A Ucrânia tem sido um barril de pólvora desde há muitos anos. O conflito tem raízes num quadro histórico muito complexo que vai desde a derrota russa na Guerra da Crimeia no século XIX, à guerra da Ucrânia no século XX, que levou à criação da República Socialista Soviética da Ucrânia, à entrega por Nikita Khrushchev da Crimeia à Ucrânia, ao processo conhecido como Euromaidan, à Guerra de Donbass e à anexação russa da Crimeia.
Nem os acordos de Minsk II, assinados para reduzir a tensão da guerra do Donbass, nem a diplomacia europeia conseguiram mitigar este longo conflito em que estão em jogo demasiados interesses geopolíticos, econômicos, energéticos e étnicos. Interesses que colocam as oligarquias pró-russas contra as nacionalistas pró-europeias e que deixam os trabalhadores ucranianos no meio, os quais têm que aprender a viver numa incerteza constante entre a guerra civil, a ocupação militar, a miséria que a guerra traz e que oligarcas irão lucrar com o seu trabalho.
Uma incerteza que nós, trabalhadores da Europa e do mundo, também somos obrigados a partilhar, visto que as potências beligerantes possuem milhares de ogivas nucleares, tornando esta tensão muito semelhante às que já se viveram durante a Guerra Fria.

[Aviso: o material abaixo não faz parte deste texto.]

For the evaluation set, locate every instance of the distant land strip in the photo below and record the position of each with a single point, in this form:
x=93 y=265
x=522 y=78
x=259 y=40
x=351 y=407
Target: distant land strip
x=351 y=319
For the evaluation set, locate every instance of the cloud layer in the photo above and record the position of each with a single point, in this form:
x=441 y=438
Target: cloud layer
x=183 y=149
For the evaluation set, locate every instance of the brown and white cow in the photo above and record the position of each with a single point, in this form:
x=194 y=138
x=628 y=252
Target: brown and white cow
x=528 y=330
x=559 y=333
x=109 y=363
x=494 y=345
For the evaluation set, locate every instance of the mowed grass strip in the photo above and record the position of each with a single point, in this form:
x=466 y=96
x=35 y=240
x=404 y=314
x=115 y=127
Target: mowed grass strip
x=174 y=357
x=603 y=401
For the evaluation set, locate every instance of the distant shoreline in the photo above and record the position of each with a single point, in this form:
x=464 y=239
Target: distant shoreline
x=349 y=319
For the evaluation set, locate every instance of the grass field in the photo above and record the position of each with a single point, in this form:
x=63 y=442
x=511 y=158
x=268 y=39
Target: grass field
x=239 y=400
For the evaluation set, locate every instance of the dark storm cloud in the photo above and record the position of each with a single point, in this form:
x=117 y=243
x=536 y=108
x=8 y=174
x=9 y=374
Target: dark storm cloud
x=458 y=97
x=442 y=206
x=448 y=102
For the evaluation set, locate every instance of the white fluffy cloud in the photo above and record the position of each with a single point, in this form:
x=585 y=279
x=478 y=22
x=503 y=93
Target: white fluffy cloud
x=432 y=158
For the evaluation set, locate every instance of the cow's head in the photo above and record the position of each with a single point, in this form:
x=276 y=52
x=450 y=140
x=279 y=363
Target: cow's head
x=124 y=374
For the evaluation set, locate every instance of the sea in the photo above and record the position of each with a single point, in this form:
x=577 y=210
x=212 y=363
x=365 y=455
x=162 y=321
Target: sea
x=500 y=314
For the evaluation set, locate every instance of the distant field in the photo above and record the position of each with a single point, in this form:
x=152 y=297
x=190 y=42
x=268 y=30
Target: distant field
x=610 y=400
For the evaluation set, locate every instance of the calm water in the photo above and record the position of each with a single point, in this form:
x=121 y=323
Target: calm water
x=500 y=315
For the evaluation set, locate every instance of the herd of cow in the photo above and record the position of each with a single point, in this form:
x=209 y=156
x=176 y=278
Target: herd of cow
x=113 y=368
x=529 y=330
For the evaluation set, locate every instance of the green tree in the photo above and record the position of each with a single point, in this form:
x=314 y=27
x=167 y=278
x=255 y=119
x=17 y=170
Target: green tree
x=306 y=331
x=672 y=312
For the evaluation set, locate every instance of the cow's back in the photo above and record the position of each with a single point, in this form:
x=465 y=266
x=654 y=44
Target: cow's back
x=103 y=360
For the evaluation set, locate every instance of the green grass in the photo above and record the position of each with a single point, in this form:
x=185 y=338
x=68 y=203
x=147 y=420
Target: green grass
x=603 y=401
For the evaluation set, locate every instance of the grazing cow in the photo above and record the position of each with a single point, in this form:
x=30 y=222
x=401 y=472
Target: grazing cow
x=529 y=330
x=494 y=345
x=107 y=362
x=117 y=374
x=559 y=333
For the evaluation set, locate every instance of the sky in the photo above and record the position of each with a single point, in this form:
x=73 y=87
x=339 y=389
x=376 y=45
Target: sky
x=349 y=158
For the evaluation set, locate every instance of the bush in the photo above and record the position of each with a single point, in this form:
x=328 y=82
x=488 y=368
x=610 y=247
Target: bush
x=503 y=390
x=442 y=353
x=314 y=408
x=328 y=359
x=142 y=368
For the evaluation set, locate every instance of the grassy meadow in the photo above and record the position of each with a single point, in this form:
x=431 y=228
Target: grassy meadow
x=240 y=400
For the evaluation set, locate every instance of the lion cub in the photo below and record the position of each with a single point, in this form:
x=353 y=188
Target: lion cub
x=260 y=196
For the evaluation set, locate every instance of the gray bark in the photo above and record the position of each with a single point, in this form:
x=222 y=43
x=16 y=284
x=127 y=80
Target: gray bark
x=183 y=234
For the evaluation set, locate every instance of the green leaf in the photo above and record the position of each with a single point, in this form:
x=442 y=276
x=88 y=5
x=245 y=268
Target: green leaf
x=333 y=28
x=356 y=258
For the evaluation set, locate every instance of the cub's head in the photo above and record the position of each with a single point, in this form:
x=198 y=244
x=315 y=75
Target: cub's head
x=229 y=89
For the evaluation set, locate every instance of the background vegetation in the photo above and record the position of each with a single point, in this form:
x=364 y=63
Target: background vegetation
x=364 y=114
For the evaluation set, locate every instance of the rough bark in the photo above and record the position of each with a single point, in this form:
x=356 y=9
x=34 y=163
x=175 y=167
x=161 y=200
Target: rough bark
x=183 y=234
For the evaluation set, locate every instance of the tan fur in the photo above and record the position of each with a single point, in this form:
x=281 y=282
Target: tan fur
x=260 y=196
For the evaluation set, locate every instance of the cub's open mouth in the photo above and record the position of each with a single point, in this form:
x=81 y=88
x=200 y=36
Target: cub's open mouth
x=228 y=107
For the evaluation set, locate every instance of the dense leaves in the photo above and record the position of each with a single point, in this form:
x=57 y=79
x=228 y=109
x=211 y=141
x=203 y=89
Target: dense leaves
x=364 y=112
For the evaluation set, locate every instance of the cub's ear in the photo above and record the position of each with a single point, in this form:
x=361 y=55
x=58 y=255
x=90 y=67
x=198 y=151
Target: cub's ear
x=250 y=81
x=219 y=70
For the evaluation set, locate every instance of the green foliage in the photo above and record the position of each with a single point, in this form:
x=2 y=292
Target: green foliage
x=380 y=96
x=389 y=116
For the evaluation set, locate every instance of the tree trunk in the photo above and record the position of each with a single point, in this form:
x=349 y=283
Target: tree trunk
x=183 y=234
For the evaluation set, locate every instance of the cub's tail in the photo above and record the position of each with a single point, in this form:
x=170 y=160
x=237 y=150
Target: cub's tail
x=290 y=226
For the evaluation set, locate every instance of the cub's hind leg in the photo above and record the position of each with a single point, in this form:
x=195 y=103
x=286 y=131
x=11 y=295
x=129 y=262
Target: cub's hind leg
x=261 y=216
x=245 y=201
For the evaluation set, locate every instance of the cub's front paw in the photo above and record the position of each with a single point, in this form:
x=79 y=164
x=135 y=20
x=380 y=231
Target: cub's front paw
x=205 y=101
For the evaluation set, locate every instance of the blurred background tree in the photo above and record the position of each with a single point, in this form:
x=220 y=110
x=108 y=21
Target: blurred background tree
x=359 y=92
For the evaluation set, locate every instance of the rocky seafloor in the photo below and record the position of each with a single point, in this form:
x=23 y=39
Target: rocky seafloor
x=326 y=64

A atitude do governo espanhol de enviar tropas para os vários exercícios militares da OTAN¹, assim como em organizar a cúpula de Madrid em 2022, responde à escala militarista que estamos a ver crescer, em que se investe cada vez mais em militares e armamentos, e onde a indústria militar engorda com a venda de armas e com a participação da Espanha em conflitos internacionais.
Perante a escalada da tensão e do possível conflito bélico, solidarizamo-nos com os trabalhadores ucranianos. Rejeitamos a interferência imperialista da OTAN e da Rússia, a ocupação estrangeira e o nacionalismo, e fazemos nossas as palavras de Nestor Makhno:
“Um poder estatal “intruso” e um poder de Estado “independente” dão no mesmo, e os trabalhadores não ganham nada com nenhum deles: eles devem orientar os seus esforços, onde quer que estejam, para destruir o aparelho de Estado e substituí-lo por organismos operários e camponeses vocacionados para a autogestão social e econômica“.
Nem guerra nem negócio de morte
Nem guerra entre povos nem paz entre classes
Federação Anarquista Ibérica – FAI
[1] Também Portugal já anunciou o envio de militares para integrar os contingentes da OTAN nos países que integram a organização no leste europeu.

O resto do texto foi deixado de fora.